Last time when we talked about CCDs, we were concerned with how to take an optical signal, like an image, and convert it to an electronic signal. Then it can be processed, moved, and stored using electronics. But there is an obvious question this idea raises: why is the conversion to electronic signal needed? Why can’t we process the optical signal directly? Is there a way to manipulate a stream of photons that’s analogous to the way that electronic circuits manipulate streams of electrons?
The answer is yes, and the field dealing with optical signal processing is called photonics. In the same way that we can generate electronic signals and manipulate them, signals made up of light can be generated, shuffled around, and detected. While the underlying physical mechanisms are different from those in electronics, much of the same processing can take place! There are a lot of cool topics in photonics, but let’s go over some of the most basic technology just to get a sense for how it all works.

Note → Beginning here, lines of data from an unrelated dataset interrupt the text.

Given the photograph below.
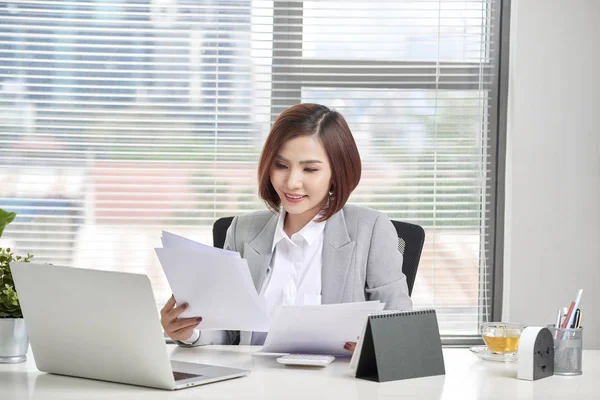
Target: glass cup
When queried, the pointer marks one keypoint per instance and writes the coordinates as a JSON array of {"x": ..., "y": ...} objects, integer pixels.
[{"x": 501, "y": 337}]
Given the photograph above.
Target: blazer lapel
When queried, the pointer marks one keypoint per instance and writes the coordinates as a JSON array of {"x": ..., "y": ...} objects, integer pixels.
[
  {"x": 258, "y": 252},
  {"x": 338, "y": 249}
]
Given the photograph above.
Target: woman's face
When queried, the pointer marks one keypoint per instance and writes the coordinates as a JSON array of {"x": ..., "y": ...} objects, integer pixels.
[{"x": 301, "y": 176}]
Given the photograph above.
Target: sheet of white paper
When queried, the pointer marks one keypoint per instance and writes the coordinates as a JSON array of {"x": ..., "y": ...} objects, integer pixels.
[
  {"x": 171, "y": 240},
  {"x": 217, "y": 288},
  {"x": 322, "y": 329}
]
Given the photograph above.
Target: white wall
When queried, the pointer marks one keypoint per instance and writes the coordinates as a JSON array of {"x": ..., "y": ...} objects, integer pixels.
[{"x": 553, "y": 163}]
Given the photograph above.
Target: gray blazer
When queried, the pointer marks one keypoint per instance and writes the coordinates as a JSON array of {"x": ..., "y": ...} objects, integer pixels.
[{"x": 361, "y": 260}]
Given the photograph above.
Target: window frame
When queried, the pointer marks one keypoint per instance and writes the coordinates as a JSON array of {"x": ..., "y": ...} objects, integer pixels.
[{"x": 287, "y": 83}]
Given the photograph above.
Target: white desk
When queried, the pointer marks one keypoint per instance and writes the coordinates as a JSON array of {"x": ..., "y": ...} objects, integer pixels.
[{"x": 466, "y": 378}]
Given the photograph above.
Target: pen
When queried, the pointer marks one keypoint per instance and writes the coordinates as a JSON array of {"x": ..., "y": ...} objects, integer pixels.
[
  {"x": 576, "y": 306},
  {"x": 565, "y": 323},
  {"x": 558, "y": 318},
  {"x": 576, "y": 319}
]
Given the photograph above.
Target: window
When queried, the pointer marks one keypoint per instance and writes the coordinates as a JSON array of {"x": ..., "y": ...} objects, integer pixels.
[{"x": 122, "y": 118}]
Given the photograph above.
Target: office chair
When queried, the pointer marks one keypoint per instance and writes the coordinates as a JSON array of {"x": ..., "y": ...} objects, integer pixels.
[{"x": 410, "y": 243}]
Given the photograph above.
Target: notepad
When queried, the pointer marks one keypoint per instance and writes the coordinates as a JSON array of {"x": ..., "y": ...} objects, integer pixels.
[{"x": 398, "y": 345}]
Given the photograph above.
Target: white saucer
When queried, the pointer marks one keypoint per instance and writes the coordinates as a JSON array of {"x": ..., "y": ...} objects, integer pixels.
[{"x": 483, "y": 353}]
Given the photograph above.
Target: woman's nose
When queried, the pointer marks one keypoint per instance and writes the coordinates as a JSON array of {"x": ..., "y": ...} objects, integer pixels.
[{"x": 294, "y": 181}]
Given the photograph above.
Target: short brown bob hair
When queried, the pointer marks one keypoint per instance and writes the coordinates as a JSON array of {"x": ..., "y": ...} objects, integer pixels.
[{"x": 332, "y": 130}]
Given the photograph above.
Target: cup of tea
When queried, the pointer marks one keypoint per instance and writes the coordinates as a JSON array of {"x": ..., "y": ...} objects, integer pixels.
[{"x": 501, "y": 337}]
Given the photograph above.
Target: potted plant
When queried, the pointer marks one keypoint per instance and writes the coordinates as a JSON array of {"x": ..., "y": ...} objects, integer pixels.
[{"x": 14, "y": 341}]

The most common way to generate optical signals in photonics is by using a laser diode, which is actually another application of the p-n junction. Applying a voltage across the junction itself causes electrons to drift into the junction from one side, while holes (which are oppositely charged) drift in from the other side. This “charge injection” results in a net current flow, but it also means that some electrons and holes will meet in the junction. When this happens, they can recombine if the electron falls into the empty electron state that the hole represents. But there is generally an energy difference between the free electron and free hole state, and this energy can then be emitted as a photon. This is how light with a specific energy is generated in the semiconductor laser diode, and when the junction is attached to an enclosed area to amplify that light, you get a very reliable light source that is easy to modulate in order to encode a signal.
But how do you send that signal anywhere else? Whereas electronic signals pass easily through metal wires, photonic signals are commercially transmitted through transparent optical fibers (hence the term “fiber optic”). Optical fibers take advantage of total internal reflection, a really cool phenomenon where for certain angles at an interface, all incident light is reflected off the interface. Since light is a quantized electromagnetic wave, how it moves through its surroundings depends on how easy it is to make the surrounding medium oscillate. Total internal reflection is a direct consequence of Snell’s Law, which describes how light changes when it goes between media that are not the same difficulty for light to pass through (the technical term for this is refractive index). So optical fibers consist of a fiber with high refractive index which is clad in a sheath with lower refractive index, tuned so that the inner fiber will exhibit total internal reflection for a specific wavelength of light. You can see an example of total internal reflection below, for light travelling through a plastic surrounded by air. When optical fibers exhibit total internal reflection, they can transmit photonic signals over long distances, with less loss than an electronic signal moving through a long wire would experience, as well as less susceptibility to stray electromagnetic fields.
Photonic signals can then be turned back into electronic signals using semiconducting photodetectors, which take advantage of the photoelectric effect. This technology is the basis of most modern wired telecommunications, including the Internet!
But if you are remembering all the electronic components, like resistors and capacitors and transistors, which we use to manipulate electronic signals, you may be wondering what the corresponding parts are for photonics. There are photonic crystals, which have microstructure that affects the passage of light, of which opal is a naturally occurring example! And photonic signals can be recorded and later read out on optical media like CDs and DVDs. But in general, the commercial possibilities of optical data transmission have outweighed those of complex photonic signal analysis. That’s why our network infrastructure is photonic but our computers, for now, are electronic. However, there are lots of researchers working in this area, so that could change, and that also means that if you find photonics interesting there is much more to read!